Google has a near-total monopoly in search, controlling a global market share that, by estimates, is between 80 and over 90%. I use Google daily, and so do most of you; it’s unclear what else could be considered a monopoly if Google isn’t. Google’s current lead echoes Microsoft’s position in 2000 when it was ordered to split up due to antitrust violations. Back then, the United States v. Microsoft Corp. case centered on Microsoft bundling Internet Explorer with Windows, which resulted in crushing competition from the Netscape browser. That breakup of Microsoft, though, was narrowly reversed on appeal; the case, and especially its appeal, set important precedents for tech regulation, and from Google’s perspective, it’s important because the case against Microsoft failed.
Google’s situation differs in that its own monopoly stems from default search agreements and data advantages rather than forced bundling. Mehta’s ruling highlighted Google’s abuse of its dominant position to stifle competition with multibillion-dollar deals with device makers and browsers through their ownership of Android. From a market perspective, breaking up Google could foster innovation, allow smaller competitors to emerge, and prevent the concentration of data and market power. Unlike the Microsoft’s desktop software-centric model, Google has free, data-driven services like Chrome, Gmail and apps associated with Google Drive. Combined with Google’s hold on the default mobile operating software on almost all non-Apple phones via Android, this may force the U.S. to require a different approach to regulation, potentially focusing on data sharing or limiting default agreements rather than a straightforward company split.
More drastic measures the U.S. government may take include requiring Alphabet to divest parts of its vast business, such as Android or Chrome. However, enforcing these remedies may prove difficult, as seen in Epic Games, Inc. v. Apple Inc., where companies found workarounds to court-ordered changes. Additionally, Google’s global reach and the potential economic disruption to partners like Apple and Samsung complicate the situation.
The U.S. government’s ability to effectively regulate Google is hampered by several factors, including limited technological expertise — seen from online videos of a Senate Commerce, Science and Transportation Committee hearing if you know what I mean — outdated antitrust laws and the sheer scale of Alphabet/Google’s operations. These challenges are compounded by the global nature of Google’s business and the potential economic disruption to its partners and the tech ecosystem at large.
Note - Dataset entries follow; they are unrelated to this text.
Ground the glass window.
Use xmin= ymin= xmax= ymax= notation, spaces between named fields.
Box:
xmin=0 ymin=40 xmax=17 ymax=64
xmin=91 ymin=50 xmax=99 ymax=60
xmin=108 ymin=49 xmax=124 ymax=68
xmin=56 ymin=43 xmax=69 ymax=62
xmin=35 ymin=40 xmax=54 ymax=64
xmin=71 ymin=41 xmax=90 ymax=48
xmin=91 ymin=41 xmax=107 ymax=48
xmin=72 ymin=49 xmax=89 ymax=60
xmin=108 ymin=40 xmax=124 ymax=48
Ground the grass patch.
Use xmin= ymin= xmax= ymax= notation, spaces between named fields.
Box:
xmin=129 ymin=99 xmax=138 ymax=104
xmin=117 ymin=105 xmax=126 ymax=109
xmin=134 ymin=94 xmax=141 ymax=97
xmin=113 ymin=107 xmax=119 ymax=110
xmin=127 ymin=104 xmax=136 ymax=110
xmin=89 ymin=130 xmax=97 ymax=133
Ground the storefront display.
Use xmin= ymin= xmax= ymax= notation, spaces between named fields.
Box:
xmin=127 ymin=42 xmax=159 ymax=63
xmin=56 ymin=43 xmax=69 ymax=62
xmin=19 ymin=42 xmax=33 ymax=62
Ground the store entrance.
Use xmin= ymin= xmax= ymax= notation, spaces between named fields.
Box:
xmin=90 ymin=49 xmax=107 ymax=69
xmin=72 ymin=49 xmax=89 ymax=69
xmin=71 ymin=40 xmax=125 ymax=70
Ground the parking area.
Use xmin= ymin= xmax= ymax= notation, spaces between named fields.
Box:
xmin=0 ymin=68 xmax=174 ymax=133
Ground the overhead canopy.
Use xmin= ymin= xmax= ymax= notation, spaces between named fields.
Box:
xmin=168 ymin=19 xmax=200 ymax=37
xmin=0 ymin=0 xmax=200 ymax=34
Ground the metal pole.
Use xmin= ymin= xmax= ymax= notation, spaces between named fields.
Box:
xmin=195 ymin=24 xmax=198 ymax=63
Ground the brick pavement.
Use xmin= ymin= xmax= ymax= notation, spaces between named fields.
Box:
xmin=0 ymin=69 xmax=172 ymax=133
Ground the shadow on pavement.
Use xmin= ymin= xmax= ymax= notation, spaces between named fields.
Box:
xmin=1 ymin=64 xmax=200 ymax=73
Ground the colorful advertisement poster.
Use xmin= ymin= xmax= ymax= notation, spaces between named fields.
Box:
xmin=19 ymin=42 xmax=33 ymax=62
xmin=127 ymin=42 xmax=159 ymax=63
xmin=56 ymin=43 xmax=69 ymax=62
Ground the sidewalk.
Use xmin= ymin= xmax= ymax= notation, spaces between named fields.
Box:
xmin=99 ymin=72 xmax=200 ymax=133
Despite these limitations, there are potential solutions that could address Google’s monopoly while fostering innovation and competition. A multi-faceted approach could include prohibiting exclusive default search agreements, mandating user choice for search engines and requiring Google to license its search index to competitors.
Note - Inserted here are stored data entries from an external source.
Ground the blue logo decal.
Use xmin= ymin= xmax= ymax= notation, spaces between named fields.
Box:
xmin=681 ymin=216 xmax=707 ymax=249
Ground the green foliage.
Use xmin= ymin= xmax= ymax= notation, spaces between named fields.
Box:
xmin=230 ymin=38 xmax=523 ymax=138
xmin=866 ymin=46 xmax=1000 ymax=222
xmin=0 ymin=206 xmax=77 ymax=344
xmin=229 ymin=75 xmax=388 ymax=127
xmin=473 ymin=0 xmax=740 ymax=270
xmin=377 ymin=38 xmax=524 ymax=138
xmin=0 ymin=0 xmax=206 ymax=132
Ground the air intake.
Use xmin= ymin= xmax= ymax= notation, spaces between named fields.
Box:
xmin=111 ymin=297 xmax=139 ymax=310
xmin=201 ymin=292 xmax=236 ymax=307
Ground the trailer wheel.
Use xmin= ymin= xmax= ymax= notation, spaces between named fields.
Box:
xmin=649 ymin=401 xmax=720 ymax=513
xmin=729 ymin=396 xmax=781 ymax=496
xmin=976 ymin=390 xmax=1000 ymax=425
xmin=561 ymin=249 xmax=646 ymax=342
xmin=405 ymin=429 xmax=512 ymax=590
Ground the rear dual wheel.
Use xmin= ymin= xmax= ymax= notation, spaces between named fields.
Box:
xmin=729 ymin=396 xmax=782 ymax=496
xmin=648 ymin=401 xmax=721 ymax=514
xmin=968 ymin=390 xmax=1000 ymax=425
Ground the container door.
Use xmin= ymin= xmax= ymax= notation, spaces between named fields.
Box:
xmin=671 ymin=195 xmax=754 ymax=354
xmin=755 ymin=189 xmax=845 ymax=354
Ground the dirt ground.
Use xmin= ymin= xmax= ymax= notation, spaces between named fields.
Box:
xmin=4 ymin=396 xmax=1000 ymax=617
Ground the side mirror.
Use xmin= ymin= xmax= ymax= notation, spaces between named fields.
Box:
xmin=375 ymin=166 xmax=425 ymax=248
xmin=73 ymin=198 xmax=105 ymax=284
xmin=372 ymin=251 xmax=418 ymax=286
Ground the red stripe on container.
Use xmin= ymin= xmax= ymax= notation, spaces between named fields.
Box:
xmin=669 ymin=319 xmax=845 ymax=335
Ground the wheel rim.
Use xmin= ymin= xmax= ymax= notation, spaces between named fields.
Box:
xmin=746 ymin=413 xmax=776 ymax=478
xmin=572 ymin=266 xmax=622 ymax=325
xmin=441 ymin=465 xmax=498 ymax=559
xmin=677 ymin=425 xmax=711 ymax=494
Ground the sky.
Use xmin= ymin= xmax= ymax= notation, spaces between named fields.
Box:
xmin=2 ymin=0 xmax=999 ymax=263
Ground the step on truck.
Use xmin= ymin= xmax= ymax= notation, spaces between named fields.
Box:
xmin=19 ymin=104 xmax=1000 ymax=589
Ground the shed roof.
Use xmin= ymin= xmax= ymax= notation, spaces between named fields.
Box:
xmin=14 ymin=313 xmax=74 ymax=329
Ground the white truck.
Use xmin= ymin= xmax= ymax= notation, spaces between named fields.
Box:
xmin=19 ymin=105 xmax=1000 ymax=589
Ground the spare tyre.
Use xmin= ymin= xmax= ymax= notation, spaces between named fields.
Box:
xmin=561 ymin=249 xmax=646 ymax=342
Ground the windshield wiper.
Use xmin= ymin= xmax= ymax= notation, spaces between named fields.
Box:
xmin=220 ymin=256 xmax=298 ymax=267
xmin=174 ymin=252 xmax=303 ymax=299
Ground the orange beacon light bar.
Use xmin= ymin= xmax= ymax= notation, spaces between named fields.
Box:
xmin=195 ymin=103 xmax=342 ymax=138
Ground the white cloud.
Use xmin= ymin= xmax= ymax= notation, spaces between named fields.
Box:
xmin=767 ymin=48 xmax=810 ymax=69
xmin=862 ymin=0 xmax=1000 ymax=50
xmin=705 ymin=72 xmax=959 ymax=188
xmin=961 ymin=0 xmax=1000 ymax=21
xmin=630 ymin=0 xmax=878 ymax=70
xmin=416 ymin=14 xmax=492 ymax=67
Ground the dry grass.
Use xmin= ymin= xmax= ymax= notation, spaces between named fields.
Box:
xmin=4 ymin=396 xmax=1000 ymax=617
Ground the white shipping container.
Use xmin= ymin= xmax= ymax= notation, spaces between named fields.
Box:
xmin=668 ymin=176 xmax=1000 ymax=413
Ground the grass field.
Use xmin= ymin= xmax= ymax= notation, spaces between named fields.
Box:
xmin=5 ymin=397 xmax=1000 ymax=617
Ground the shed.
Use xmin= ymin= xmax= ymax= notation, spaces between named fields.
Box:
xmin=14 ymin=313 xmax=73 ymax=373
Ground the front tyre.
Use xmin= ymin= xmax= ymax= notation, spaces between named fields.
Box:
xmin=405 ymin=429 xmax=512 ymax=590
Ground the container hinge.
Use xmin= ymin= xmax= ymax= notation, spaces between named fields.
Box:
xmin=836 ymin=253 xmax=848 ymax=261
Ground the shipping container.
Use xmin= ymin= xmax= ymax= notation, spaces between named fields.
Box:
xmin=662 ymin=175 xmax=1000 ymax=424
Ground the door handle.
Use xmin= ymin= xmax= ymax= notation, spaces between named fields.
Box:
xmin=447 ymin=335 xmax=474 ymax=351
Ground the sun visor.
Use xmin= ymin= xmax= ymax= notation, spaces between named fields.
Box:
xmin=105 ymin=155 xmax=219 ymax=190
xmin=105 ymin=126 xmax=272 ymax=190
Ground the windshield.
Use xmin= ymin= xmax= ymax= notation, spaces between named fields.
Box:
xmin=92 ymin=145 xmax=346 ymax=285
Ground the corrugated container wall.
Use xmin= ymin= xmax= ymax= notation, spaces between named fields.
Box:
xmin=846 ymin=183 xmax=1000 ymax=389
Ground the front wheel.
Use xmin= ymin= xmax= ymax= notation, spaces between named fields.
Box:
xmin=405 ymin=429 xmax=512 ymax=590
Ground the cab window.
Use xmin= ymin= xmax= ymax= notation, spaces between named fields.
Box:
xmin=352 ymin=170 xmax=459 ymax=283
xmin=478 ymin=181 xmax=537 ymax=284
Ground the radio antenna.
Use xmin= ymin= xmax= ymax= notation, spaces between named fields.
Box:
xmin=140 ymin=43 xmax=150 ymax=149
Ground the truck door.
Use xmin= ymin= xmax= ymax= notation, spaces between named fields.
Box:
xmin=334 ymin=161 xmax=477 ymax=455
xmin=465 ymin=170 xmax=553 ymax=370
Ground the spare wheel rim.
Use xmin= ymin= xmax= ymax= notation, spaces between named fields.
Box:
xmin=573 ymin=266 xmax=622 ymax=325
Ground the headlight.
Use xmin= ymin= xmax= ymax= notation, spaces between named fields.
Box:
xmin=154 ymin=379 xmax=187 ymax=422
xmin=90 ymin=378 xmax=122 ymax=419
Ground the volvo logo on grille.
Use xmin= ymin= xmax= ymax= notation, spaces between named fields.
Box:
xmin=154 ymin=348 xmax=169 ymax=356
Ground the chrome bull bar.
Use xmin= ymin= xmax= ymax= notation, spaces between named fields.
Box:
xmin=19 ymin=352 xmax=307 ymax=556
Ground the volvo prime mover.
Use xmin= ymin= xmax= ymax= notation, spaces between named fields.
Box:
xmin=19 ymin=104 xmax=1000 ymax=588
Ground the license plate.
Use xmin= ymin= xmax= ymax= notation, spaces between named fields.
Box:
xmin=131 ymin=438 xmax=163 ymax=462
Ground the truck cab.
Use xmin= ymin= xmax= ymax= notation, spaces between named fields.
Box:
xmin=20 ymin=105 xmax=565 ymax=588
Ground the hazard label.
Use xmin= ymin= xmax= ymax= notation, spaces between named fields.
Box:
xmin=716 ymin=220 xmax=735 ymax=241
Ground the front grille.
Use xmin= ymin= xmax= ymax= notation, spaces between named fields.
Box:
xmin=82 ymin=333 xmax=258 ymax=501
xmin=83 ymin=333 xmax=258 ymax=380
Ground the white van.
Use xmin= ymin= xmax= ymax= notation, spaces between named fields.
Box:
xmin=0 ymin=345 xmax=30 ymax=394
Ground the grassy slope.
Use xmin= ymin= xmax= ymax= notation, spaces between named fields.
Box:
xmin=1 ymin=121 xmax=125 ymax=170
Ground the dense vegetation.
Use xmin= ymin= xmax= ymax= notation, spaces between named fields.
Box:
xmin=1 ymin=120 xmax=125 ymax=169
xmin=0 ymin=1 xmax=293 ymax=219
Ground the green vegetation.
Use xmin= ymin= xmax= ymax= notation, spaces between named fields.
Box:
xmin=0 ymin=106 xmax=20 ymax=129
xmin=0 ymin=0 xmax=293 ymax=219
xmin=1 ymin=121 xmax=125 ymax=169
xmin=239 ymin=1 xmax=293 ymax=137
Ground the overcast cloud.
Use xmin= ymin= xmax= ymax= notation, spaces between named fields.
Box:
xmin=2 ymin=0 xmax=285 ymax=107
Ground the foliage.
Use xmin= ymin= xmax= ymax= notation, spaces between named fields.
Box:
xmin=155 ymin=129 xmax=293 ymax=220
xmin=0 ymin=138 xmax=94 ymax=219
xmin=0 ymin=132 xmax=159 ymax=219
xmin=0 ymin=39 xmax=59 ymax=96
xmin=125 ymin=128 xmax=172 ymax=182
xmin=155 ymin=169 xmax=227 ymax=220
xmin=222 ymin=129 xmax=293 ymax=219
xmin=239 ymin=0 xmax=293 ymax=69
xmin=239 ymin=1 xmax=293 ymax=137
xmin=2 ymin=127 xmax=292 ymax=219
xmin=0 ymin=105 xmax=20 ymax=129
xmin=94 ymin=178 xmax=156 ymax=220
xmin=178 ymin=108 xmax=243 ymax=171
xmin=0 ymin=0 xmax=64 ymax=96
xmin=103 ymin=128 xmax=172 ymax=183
To ensure effective implementation, the government could establish an independent monitoring body with technical experts to oversee compliance and prevent workarounds. Additionally, focusing on data portability and algorithmic transparency could level the playing field for competitors without necessitating a complete breakup of the company.
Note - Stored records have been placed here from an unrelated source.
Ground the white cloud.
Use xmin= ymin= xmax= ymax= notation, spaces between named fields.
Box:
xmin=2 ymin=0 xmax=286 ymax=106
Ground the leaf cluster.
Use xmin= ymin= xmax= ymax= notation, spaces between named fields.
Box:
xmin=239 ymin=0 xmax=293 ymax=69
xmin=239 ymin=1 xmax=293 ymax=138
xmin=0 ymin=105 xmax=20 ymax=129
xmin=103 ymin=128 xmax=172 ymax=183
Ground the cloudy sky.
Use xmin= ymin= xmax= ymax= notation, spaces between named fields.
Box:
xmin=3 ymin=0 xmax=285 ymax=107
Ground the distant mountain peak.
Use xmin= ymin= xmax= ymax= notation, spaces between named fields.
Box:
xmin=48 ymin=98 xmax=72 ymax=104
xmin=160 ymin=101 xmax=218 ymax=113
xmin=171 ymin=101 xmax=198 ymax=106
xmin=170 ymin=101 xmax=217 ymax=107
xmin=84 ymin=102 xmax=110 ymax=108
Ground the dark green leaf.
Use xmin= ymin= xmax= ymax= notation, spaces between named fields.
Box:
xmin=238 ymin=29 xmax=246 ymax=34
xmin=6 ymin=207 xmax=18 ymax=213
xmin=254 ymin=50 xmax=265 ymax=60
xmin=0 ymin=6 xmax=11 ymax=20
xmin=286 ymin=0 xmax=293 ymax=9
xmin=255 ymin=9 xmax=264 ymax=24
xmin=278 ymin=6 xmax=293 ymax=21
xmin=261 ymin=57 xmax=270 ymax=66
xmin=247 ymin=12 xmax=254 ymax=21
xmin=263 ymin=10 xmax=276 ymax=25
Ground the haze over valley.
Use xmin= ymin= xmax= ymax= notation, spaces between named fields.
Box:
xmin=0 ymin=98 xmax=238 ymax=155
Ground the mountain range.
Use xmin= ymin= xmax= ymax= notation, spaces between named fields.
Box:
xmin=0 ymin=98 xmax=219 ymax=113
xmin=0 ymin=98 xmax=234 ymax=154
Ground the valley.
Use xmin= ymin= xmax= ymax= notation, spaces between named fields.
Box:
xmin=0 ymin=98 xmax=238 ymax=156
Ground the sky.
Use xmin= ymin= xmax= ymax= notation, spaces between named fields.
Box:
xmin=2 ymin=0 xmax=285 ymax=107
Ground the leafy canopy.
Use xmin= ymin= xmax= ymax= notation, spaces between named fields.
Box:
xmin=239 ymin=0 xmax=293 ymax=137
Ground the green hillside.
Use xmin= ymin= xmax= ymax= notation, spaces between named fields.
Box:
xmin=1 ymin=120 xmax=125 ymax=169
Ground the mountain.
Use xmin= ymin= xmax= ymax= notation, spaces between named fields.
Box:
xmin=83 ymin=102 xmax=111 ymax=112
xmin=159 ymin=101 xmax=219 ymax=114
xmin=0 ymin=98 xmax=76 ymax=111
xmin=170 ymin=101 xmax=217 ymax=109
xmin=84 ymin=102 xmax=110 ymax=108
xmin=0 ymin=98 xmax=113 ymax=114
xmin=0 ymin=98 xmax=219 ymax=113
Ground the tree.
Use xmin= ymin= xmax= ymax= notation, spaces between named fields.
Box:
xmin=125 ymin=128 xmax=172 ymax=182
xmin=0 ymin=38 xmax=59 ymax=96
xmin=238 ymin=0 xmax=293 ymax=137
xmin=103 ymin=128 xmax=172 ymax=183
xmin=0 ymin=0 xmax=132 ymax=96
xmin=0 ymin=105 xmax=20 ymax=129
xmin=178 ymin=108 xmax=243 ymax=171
More international cooperation in tech regulation could also bolster the U.S. government’s efforts in step with actions taken by the European Union’s European Commission, creating a more cohesive global approach to addressing the monopolistic practices of these unwieldy tech multinationals. But, last month, even the European Commission failed to enforce a 1.49 billion euro ($1.66 billion) antitrust fine levied against Google from five years ago. Any solution the U.S. is looking for must balance the need for effective regulation with preserving the benefits of Google’s services that everyone in America profits from or is affected by in some way, all while maintaining America’s position as a leader in technological innovation, which Google, along with Microsoft, Apple and others, maintain a huge part of.
The Google antitrust case could significantly impact the tech industry and reshape the search market. A balanced approach made up of involving targeted regulations, international cooperation and support for smaller firms is necessary to address Google’s dominance while fostering innovation and competition. The outcome will likely influence future tech regulation and how we interact with information online.
If both Judge Mehta and the Department of Justice are successful, they could very well reshape the “search market,” hopefully fostering more heated innovation and competition while also tampering with the largest established search engine that most use. As United States v. Google LLC unfolds, it will undoubtedly shape the future of antitrust law, tech regulation and how we interact with information online if Google really is able to get successfully dismembered by Uncle Sam. Anyways, good luck DOJ, and good luck Judge Mehta, you’ll definitely need it.
Andrew McDonald, FCRH ’26, is a history and political science double major from Sacramento, Calif.